For OS-level defaults that surprise people:
- macOS's Preview shows GPS coordinates under Tools → Show Inspector → ⓘ → GPS tab. Open any photo, check. If GPS is there, the file has it.
- macOS Finder's "Get Info" doesn't show GPS by default but exposes "Add Tags" — those tags are stored in extended attributes, not in EXIF, and don't travel with the file when shared via non-Apple paths.
- iOS Photos shows location at the bottom of each photo's info panel. Tap the map to see the exact coordinates. This is from EXIF.
The Honest Limitations
The EXIF Viewer reads JPEG, PNG (with eXIf chunks), TIFF, HEIC, and WebP metadata; it strips EXIF, IPTC, XMP, and embedded thumbnails. It does not modify the pixel data, so quantization analysis would still reveal "this is a camera-original JPEG with EXIF removed" rather than "this is a completely different camera." It also does not modify the file's Last Modified filesystem timestamp — that's the OS, not the file. If you need to scrub filesystem timestamps as well, do that with touch or your OS's equivalent after stripping.
Some manufacturers store identifying information in the proprietary Maker Notes binary blob (Canon, Nikon, Sony all do this). Stripping EXIF removes the entire APP1 segment including Maker Notes. Blanking only known fields would leave Maker Notes intact — which can include things like the camera's actuation count, internal serial numbers, and AF performance counters. The viewer's "Strip All" option removes the whole segment; "Strip GPS Only" leaves everything else, including Maker Notes.

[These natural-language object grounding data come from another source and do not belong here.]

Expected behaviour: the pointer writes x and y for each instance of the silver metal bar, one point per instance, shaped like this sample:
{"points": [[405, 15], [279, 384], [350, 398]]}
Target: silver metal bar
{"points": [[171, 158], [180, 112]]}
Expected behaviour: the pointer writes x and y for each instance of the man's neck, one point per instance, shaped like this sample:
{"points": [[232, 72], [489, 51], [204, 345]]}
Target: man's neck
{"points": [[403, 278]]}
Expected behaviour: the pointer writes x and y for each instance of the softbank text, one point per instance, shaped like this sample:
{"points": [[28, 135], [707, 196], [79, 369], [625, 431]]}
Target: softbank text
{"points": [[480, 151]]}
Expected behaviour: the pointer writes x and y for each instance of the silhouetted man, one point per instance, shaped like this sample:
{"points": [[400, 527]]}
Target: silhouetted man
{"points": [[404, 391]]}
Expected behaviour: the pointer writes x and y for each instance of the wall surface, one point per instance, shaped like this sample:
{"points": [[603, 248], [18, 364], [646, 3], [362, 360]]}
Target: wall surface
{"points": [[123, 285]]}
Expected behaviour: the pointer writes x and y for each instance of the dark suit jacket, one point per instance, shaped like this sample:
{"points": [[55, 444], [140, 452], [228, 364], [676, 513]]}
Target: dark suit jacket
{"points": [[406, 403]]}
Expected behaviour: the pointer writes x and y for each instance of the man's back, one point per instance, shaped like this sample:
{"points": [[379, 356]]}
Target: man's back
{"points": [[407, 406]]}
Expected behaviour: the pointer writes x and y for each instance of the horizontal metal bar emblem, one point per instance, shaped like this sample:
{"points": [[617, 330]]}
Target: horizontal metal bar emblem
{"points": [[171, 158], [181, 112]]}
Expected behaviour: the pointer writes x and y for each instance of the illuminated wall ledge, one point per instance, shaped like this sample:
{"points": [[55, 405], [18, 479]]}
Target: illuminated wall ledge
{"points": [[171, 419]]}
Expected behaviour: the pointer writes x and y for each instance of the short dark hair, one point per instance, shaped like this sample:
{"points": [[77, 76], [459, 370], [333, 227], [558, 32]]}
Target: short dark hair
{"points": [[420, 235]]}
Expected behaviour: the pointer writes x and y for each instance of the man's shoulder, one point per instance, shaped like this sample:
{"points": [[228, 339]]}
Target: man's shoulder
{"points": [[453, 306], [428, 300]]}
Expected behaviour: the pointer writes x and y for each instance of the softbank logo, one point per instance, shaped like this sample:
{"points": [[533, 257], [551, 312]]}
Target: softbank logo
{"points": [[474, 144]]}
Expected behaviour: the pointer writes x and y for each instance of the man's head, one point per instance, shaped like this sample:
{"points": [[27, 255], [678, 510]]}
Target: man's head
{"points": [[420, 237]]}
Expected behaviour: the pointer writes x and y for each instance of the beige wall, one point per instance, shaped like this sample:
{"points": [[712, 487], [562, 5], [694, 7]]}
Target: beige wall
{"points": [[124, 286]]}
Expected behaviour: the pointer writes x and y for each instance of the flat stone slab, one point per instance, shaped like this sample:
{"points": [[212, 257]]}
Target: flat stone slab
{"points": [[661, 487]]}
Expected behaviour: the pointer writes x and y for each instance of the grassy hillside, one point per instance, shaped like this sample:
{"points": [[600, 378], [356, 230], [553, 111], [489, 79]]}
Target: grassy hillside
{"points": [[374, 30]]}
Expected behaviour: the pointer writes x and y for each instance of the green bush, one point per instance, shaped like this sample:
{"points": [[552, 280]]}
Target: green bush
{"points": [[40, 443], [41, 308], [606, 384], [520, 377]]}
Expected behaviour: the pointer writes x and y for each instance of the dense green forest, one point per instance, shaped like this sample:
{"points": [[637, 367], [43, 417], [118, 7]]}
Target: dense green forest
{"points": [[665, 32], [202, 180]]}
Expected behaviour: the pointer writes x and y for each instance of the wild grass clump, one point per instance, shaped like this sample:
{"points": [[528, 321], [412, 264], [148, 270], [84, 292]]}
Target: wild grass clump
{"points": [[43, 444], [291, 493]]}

ICC color profiles and Adobe's XMP edit history are stored in separate APP segments (APP2 and APP1-XMP respectively), not the EXIF APP1. Stripping EXIF doesn't remove them. The viewer flags their presence so you know if you've stripped everything you intended to.
Related Tools
- EXIF Viewer — view, search, and strip EXIF/IPTC/XMP/thumbnails
- Image Compressor — re-encode + strip in one pass
- Image Resizer — also re-encodes, which incidentally strips most metadata
- Watermark Remover — for visible identifiers in the image plane
- Hash Generator — verify two files are bit-identical after a strip operation
- HEIC to JPG Converter — re-encode iPhone photos to the more universally-stripped JPEG format
TL;DR
EXIF carries 30-80 fields most users never see, including GPS coordinates accurate to 5-10 meters, camera serial numbers, exact local timestamps with timezone offsets, and an embedded thumbnail that can survive image redaction. McAfee, Ochoa, and several drone-strike targets were located via this metadata. Instagram/Facebook/Twitter/Reddit/Imgur strip on upload; Discord, Slack, Google Photos, iMessage, and email do not. Strip (remove the metadata segment) is more thorough than blank (zero out fields) but more conspicuous. Embedded EXIF thumbnails are the most common privacy footgun — they can preserve pre-redaction image data unless the editor regenerates them. iPhone HEIC adds Live Photo video segments with their own metadata. Use the EXIF Viewer to see what's actually in your photos and strip what you don't want shared, all in-browser.